By coincidence, the Juvenile Court Rules Committee of The Florida Bar (JCRC) already petitioned the Florida Supreme Court to amend the Florida Rules of Juvenile Procedure to allow witnesses to be sworn in remotely when either audiovisual or audio equipment is used. A major beneficiary of these proposals would be the Florida Department of Children and Families, whose attorneys regularly use the Rules of Juvenile Procedure, and their clients: families in turmoil and children at risk. The Department often relies on child-protection workers, physicians, therapists, psychologists, and others who are willing to testify remotely on short notice, from different locations, and at different hours. Sometimes, these witnesses cannot testify remotely because there is no authorized officer nearby to swear them in. Given such circumstances, eliminating the requirement that they be present before an officer to be sworn in would significantly expedite and facilitate the Department’s work. The JCRC’s proposals, therefore, would benefit families and the state by fostering timely and cost-effective expert testimony.
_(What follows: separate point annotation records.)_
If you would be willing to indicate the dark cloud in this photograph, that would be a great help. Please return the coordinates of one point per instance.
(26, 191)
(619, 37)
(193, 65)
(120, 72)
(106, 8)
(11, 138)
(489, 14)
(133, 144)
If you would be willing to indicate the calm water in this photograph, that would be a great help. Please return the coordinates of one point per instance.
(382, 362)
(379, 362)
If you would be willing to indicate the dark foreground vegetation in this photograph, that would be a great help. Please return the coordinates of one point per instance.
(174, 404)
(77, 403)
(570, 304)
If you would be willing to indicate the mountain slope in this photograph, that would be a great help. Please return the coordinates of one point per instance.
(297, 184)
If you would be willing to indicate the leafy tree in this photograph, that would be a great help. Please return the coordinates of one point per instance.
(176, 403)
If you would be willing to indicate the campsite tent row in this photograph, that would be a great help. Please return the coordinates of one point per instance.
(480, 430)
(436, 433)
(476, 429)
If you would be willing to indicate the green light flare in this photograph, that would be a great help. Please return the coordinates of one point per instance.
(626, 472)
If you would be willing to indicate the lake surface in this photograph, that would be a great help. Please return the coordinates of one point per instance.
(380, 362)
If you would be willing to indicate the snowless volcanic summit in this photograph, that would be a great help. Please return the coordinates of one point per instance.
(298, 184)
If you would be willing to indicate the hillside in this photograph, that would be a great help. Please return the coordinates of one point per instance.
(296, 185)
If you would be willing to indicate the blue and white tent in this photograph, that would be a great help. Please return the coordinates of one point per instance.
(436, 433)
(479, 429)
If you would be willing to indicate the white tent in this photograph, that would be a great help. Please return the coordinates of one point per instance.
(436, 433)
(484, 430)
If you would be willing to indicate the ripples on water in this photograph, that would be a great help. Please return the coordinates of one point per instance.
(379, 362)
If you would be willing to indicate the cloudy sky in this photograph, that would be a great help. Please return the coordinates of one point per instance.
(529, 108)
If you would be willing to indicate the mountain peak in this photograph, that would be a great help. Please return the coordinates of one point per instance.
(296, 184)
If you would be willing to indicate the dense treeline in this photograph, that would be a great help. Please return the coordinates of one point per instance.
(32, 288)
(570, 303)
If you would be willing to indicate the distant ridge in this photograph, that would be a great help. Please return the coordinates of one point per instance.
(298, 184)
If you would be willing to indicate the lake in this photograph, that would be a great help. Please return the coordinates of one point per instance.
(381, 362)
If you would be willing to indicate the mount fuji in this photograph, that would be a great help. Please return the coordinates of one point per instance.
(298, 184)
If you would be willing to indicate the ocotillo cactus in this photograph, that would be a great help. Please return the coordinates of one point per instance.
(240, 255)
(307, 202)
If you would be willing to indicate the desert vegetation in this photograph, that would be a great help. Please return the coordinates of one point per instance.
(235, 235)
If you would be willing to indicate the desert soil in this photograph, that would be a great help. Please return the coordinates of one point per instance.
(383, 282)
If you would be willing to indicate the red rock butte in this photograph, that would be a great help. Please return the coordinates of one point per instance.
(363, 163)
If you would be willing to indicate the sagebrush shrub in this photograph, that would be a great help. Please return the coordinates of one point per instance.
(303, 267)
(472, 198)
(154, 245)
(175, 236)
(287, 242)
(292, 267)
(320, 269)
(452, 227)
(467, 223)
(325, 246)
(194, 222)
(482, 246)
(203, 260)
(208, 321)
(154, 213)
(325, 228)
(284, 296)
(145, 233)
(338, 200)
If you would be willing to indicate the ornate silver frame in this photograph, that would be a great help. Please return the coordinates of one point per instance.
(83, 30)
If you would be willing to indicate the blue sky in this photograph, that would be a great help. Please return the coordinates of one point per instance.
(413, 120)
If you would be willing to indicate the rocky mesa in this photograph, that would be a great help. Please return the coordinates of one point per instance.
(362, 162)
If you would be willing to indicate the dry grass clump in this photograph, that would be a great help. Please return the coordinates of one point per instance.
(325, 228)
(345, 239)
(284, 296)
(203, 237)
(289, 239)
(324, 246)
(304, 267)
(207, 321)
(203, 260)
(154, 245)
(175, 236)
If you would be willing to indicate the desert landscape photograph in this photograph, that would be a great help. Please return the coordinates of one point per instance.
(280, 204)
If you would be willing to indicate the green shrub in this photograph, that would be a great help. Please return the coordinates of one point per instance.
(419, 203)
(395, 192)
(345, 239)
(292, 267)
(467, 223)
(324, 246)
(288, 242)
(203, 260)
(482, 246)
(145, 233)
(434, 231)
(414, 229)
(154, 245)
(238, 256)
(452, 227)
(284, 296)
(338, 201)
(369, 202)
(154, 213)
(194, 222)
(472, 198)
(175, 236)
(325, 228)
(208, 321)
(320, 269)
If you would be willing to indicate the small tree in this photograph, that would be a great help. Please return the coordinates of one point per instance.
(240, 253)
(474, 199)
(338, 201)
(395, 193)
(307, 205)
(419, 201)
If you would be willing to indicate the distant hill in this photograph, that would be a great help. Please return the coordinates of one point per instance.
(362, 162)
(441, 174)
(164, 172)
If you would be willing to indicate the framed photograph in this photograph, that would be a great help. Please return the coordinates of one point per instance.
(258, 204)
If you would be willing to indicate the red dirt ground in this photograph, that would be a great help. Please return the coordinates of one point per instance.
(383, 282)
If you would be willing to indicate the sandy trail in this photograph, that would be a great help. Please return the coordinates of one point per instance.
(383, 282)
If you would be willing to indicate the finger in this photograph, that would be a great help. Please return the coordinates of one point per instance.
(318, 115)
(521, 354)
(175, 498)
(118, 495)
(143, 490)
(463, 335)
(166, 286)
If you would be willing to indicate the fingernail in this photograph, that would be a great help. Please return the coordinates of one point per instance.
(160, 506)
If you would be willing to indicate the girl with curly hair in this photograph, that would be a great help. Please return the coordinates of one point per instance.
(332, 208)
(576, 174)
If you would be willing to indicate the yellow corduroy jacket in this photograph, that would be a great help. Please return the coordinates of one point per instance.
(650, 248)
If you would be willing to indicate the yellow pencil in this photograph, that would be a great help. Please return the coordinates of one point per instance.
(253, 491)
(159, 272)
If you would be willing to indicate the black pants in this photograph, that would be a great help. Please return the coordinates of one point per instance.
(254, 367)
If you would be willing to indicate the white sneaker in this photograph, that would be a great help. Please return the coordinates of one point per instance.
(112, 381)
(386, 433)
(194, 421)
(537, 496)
On Aug. 28, the Florida Supreme Court held oral argument on the JCRC’s proposals and whether they conflict with existing rules of court and should be coordinated with the CivPRC’s and RJAC’s forthcoming proposals. A key issue is whether the administration of oaths should be uniform regardless of the type of litigation involved. The Supreme Court has not issued a decision. But the general idea underlying the different proposals appears to have been well received.

The proposed changes to the Florida Rules of Civil Procedure and Florida Rules of Judicial Administration will be published for comment in the Dec. 1, edition of The Florida Bar News.

Miguel J. Chamorro is a partner at Lydecker Diaz in Miami and serves as vice chair of the Civil Procedure Rules Committee of The Florida Bar. Any opinion expressed herein is solely the author’s.